Intelligence de ne pas faire de la victoire du film un sommet hollywoodien : on voit tour à tour les deux joueurs seuls sur le banc des vestiaires, tristes l’un comme l’autre, lui de sa défaite, elle de ses hésitations de coeur qui ressurgissent d’un coup après les avoir mises sur pause. Et ce n’est pas opposer à une cause collective des problèmes individuels, car ce qui aurait pu n’être qu’une banale histoire d’adultère annonce un autre grand combat à mener pour l’acceptation de l’homosexualité : Billie Jean s’est découvert pour sa coiffeuse un désir plus fort que pour son mari, envers lequel la reconnaissante semble tenir lieu d’amour. L’annonce de cette nouvelle frontier reste discrète, mais participe de la sensation de fatigue et désamorce le triomphe de la bien-pensance égalitaire qui regarde en arrière, quand les femmes jouaient pour des clopinettes et faisaient la pub des vendeurs de clopes qui les sponsorisaient1, alors que maintenant… : il reste tant à faire.

On ne va pas se mentir, cependant : si le film mérite d’être vu pour l’aspect historique et social, au traitement nuancé, c’est avec sa dimension intime que je suis entrée en résonance. Avec le trouble de Billie Jean lorsque Marylin (Andrea Riseborough) évolue près de son visage. Avec le sourire d’espoir déçu de Marylin, lorsqu’elle est présentée comme « la coiffeuse » – pas même l’amie. Et encore davantage avec le coeur contrit2 du mari (Austin Stowell), un personnage d’une rare élégance malgré son allure de Ken-poupée-Barbie : attentif et discret par nature, il constate l’aventure de sa femme sans commentaire, et lui permet de mettre leur amour, ses amours, entre parenthèses le temps de se préparer au match à venir.
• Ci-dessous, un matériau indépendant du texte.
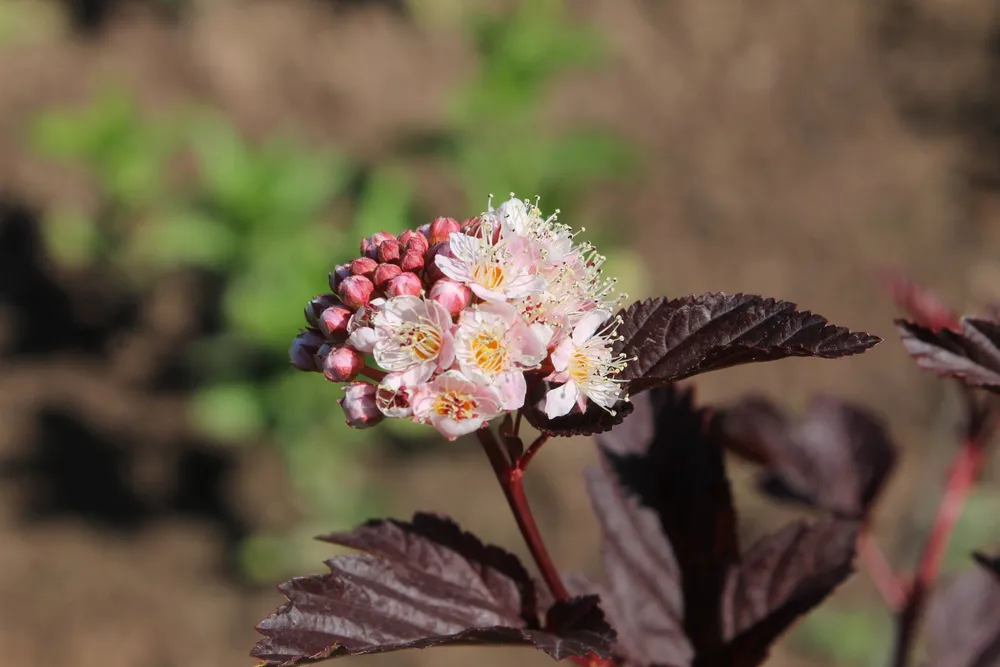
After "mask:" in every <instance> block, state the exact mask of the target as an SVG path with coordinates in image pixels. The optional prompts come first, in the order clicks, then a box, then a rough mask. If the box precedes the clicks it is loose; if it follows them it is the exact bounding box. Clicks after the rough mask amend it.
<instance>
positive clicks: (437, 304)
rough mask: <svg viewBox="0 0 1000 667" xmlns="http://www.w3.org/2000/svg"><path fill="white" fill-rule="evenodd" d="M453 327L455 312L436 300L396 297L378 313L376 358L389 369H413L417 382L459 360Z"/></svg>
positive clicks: (413, 371) (375, 356) (376, 315)
mask: <svg viewBox="0 0 1000 667" xmlns="http://www.w3.org/2000/svg"><path fill="white" fill-rule="evenodd" d="M451 327H452V321H451V315H450V314H449V313H448V311H447V310H445V308H444V307H443V306H442V305H441V304H439V303H437V302H436V301H429V300H425V299H421V298H420V297H416V296H397V297H393V298H391V299H389V300H387V301H386V302H385V305H384V306H383V307H382V309H381V310H379V312H378V314H376V315H375V346H374V348H373V350H372V353H373V354H374V355H375V361H376V363H378V365H379V366H381V367H382V368H384V369H385V370H387V371H409V379H410V381H411V382H412V383H413V384H419V383H421V382H426V381H427V380H429V379H430V377H431V375H433V374H434V371H436V370H443V369H445V368H448V367H449V366H451V364H452V363H453V362H454V361H455V348H454V341H453V339H452V335H451Z"/></svg>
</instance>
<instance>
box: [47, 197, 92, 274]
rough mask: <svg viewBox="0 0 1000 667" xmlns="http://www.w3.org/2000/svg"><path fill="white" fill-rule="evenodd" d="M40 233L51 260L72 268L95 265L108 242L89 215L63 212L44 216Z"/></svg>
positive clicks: (53, 213) (56, 212)
mask: <svg viewBox="0 0 1000 667" xmlns="http://www.w3.org/2000/svg"><path fill="white" fill-rule="evenodd" d="M42 234H43V237H44V240H45V247H46V249H47V250H48V252H49V254H50V255H52V257H53V259H55V260H56V261H57V262H59V263H60V264H64V265H67V266H71V267H76V268H80V267H84V266H89V265H90V264H92V263H93V262H95V261H96V260H97V257H98V255H99V254H100V253H101V250H102V249H103V247H104V246H105V245H106V243H107V242H108V241H107V239H106V238H104V236H105V235H104V234H103V233H102V231H101V229H100V227H99V226H98V225H97V223H96V222H95V221H94V219H93V218H92V217H91V216H88V215H84V214H82V213H79V212H76V211H72V210H66V209H60V210H56V211H55V212H53V213H52V214H51V215H49V216H48V217H46V219H45V224H44V225H43V226H42Z"/></svg>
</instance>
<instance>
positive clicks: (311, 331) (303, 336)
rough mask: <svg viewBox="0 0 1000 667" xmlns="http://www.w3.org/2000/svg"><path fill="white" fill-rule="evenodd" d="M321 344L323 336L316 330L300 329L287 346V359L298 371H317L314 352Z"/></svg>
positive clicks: (317, 348)
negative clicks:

À son amante : elle n’est qu’une passade, et lui comme elle ne sont rien pour Billie Jean à côté de sa passion (her true love) pour le tennis. Les pleurs de sa victoire lui sont dédiés.

 


La la là

La la land commence de manière sympathique, mais je n’accroche pas plus que ça. Impossible de toutes façons avec les gesticulations over-enjouées de la caméra. Et pour cause : la première partie tout entière se résume au premier plan de la dernière : un plan de palmier mimant la tête renversée… bientôt déplacé par des techniciens d’un studio de cinéma. Il faut un peu de temps pour voir non pas sous ou derrière les images (couleurs vives, plans léchés) mais pour voir les images –  en tant que telles. Et comment on vit par, pour et à travers elles.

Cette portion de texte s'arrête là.